Small Business Tax Provisions
Please note, neither of these opportunities are available for employers receiving assistance through the Payroll Protection Program.
Delay of Payment of Employer Payroll Taxes: Employers and self-employed individuals would be able to defer, or postpone, the employer share of the Social Security payroll tax. Deferred liability would be paid in two installments: one due by December 31, 2021, and the second by December 31, 2022. The Social Security trust funds would not be affected.
Employee Retention Credit: Provides a refundable payroll tax credit for 50 percent of wages paid by eligible employers to certain employees during the COVID-19 crisis. The credit is available to employers, including non-profits, whose operations have been fully or partially suspended as a result of a government order limiting commerce, travel or group meetings.
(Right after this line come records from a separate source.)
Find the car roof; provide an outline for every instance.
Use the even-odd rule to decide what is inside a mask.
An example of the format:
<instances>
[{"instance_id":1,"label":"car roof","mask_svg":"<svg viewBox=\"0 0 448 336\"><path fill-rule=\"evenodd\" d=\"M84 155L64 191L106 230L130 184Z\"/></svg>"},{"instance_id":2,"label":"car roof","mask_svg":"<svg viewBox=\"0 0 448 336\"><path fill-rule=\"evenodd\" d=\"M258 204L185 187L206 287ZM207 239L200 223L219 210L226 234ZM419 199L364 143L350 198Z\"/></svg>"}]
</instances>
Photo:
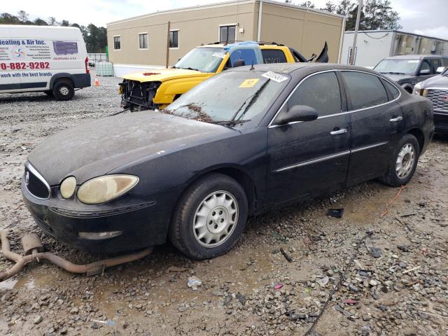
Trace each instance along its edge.
<instances>
[{"instance_id":1,"label":"car roof","mask_svg":"<svg viewBox=\"0 0 448 336\"><path fill-rule=\"evenodd\" d=\"M251 66L238 66L226 70L228 71L250 71ZM298 71L298 73L306 71L307 73L324 71L328 70L358 70L378 75L375 71L363 66L354 66L352 65L337 64L333 63L274 63L269 64L254 65L254 70L258 71L273 71L279 74L292 74Z\"/></svg>"},{"instance_id":2,"label":"car roof","mask_svg":"<svg viewBox=\"0 0 448 336\"><path fill-rule=\"evenodd\" d=\"M446 56L441 55L400 55L398 56L390 56L384 59L421 59L422 58L445 58Z\"/></svg>"}]
</instances>

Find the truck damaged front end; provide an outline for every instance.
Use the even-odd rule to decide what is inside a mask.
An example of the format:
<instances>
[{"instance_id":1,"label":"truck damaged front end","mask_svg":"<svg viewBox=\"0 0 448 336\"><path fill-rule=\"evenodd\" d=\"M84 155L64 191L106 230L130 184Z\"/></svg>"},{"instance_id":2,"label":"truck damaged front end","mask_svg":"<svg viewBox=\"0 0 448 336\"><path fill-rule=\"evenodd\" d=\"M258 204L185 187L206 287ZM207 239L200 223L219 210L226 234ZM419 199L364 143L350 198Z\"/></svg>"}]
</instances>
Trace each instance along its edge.
<instances>
[{"instance_id":1,"label":"truck damaged front end","mask_svg":"<svg viewBox=\"0 0 448 336\"><path fill-rule=\"evenodd\" d=\"M132 111L159 108L160 104L155 103L153 99L161 84L160 81L140 82L123 79L119 89L121 106Z\"/></svg>"}]
</instances>

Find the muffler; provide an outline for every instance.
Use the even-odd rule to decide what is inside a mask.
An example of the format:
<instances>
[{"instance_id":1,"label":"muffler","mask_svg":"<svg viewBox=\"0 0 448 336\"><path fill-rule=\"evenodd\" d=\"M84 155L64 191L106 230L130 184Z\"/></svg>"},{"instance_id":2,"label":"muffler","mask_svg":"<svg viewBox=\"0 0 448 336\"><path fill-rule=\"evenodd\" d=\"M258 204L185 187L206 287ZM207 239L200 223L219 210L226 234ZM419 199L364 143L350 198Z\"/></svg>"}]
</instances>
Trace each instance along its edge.
<instances>
[{"instance_id":1,"label":"muffler","mask_svg":"<svg viewBox=\"0 0 448 336\"><path fill-rule=\"evenodd\" d=\"M104 270L112 266L141 259L149 255L153 250L153 247L151 246L135 253L104 259L90 264L76 265L55 254L43 252L43 247L38 236L36 234L28 234L22 238L22 245L24 255L21 255L10 251L9 240L6 231L0 230L0 241L1 241L1 252L4 257L15 262L15 265L9 270L0 272L0 281L13 276L20 272L28 262L34 260L38 262L41 259L46 260L71 273L85 273L86 275L90 276L102 274L104 272Z\"/></svg>"}]
</instances>

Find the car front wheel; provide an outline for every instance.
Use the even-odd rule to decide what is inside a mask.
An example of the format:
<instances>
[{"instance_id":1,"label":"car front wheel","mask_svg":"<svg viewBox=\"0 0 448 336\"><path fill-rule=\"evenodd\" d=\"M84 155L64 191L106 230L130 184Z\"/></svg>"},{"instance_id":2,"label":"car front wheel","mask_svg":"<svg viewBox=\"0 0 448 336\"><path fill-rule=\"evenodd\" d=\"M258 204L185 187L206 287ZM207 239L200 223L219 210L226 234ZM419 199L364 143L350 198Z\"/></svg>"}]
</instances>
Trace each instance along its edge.
<instances>
[{"instance_id":1,"label":"car front wheel","mask_svg":"<svg viewBox=\"0 0 448 336\"><path fill-rule=\"evenodd\" d=\"M407 183L411 179L419 161L419 142L412 134L406 134L393 152L389 167L382 181L393 187Z\"/></svg>"},{"instance_id":2,"label":"car front wheel","mask_svg":"<svg viewBox=\"0 0 448 336\"><path fill-rule=\"evenodd\" d=\"M190 186L181 197L169 239L197 260L225 253L236 244L247 220L247 198L234 179L211 174Z\"/></svg>"}]
</instances>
The credit is also provided to employers who have experienced a greater than 50 percent reduction in quarterly receipts, measured on a year-over-year basis.
Wages of employees who are furloughed or face reduced hours as a result of their employer’s closure or economic hardship are eligible for the credit. For employers with 100 or fewer fulltime employees, all employee wages are eligible, regardless of whether an employee is furloughed. The credit is provided for wages and compensation, including health benefits, and is provided for the first $10,000 in wages and compensation paid by the employer to an eligible employee. Wages do not include those taken into account for purposes of the payroll credits for required paid sick leave or required paid family leave, nor for wages taken into account for the employer credit for paid family and medical leave (IRC sec. 45S).